The Criminal Defence Service

97.Section 12: The Criminal Defence Service. This section requires the Legal Services Commission to establish, maintain and develop a Criminal Defence Service, for the purpose of securing that individuals involved in criminal investigations or criminal proceedings have access to such advice, assistance and representation as the interests of justice require. The Criminal Defence Service will consist of the advice, assistance and representation provided under sections 13 and 14.

98.Section 12(2) defines “criminal proceedings”. These include criminal trials (subsection (2)(a)), appeals and sentencing hearings ((b)), extradition hearings ((c)), binding over proceedings ((d)), appeals on behalf of a convicted person who has died ((e)), and proceedings for contempt in the face of any court ((f)). Subsection (2)(g) allows the Lord Chancellor to add further categories by regulation. This power will be used, for example, to prescribe Parole Board reviews of discretionary life sentences.

99.Section 12(3)-(5) empowers the Commission to accredit providers of criminal defence services, and to charge for that service. This mirrors the provisions of section 4(7)-(9) for the Community Legal Service.

100.Section 13: Advice and assistance. This section requires the Legal Services Commission to provide such advice and assistance as it considers appropriate in the interests of justice for individuals who are arrested and held in custody, and in other circumstances to be prescribed by the Lord Chancellor in regulations.

101.Initially, it is intended that regulations will provide for advice and assistance in broadly the categories for which it is currently available to people subject to criminal investigations or proceedings. These categories include advice and assistance provided by duty solicitors at a magistrates’ court, at a solicitor’s office, to a “volunteer” at a police station or to someone being interviewed in connection with a serious service offence.

A serious service offence is an offence under any of the Army Act 1955, the Air Force Act 1955 or the Naval Discipline Act 1957 which cannot be dealt with summarily or which appears to an interviewing service policeman to be serious.

102.Section 13(2) enables the Commission to comply with its duty to secure advice and assistance by making contracts with, or payments or grants to, providers (i.e. solicitors’ firms, barristers or law centres); by employing people to provide advice and assistance; by establishing and maintaining separate bodies to provide it; and by making grants to individuals to allow them to purchase it directly. Subsection (4) enables the Commission to secure the provision of advice and assistance by different means in different areas in England and Wales and in relation to different descriptions of cases.

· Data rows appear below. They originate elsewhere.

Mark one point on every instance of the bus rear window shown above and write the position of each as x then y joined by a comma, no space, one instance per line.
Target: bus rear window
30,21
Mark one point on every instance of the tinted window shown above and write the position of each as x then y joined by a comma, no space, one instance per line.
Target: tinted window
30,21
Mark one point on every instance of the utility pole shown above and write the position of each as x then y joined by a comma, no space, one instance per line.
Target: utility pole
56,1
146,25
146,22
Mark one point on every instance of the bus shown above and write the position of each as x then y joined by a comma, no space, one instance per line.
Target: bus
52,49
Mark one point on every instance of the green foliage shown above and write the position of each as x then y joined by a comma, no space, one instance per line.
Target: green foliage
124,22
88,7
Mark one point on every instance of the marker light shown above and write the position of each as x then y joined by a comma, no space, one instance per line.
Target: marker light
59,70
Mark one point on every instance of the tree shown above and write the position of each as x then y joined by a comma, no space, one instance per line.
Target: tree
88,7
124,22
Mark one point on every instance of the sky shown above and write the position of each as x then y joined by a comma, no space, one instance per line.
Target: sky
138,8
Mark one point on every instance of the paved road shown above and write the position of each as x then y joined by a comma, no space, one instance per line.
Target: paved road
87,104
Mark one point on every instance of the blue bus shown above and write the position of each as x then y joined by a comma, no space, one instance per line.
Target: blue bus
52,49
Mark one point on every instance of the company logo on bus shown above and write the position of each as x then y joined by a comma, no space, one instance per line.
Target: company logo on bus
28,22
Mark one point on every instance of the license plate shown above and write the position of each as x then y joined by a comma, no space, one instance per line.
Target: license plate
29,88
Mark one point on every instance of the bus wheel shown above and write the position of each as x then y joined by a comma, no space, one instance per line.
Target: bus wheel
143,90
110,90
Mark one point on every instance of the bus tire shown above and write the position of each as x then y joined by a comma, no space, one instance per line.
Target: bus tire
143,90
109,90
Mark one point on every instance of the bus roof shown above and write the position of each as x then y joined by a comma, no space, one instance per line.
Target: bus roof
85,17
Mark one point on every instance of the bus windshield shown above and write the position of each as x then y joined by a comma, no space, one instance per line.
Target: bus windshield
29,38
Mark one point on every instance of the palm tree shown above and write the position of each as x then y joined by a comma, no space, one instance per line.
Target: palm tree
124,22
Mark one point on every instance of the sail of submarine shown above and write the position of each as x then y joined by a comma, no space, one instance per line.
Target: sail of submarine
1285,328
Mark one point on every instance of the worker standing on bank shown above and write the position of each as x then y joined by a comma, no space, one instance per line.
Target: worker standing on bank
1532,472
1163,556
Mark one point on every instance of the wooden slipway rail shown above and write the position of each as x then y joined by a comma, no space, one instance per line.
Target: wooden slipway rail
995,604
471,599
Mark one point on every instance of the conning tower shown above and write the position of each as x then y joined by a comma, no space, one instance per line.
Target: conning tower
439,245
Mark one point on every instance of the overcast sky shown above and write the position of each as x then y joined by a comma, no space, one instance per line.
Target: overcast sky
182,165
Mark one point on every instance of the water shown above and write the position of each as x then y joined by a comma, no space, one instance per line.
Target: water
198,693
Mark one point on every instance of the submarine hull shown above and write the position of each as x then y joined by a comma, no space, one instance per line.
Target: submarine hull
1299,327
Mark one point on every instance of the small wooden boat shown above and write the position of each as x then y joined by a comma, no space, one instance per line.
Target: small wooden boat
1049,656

103.The aim of section 13 is to provide the Commission with a range of options for securing advice and assistance in criminal matters. Contracting with quality assured suppliers should produce better value for money and give greater control over expenditure and quality of service. The power to provide services through lawyers employed by Commission (or by separate bodies it establishes for the purpose) offers additional flexibility if, for example, there is limited coverage by private lawyers in rural areas. Using employed lawyers should also provide the Commission with better information about the real costs of providing these services.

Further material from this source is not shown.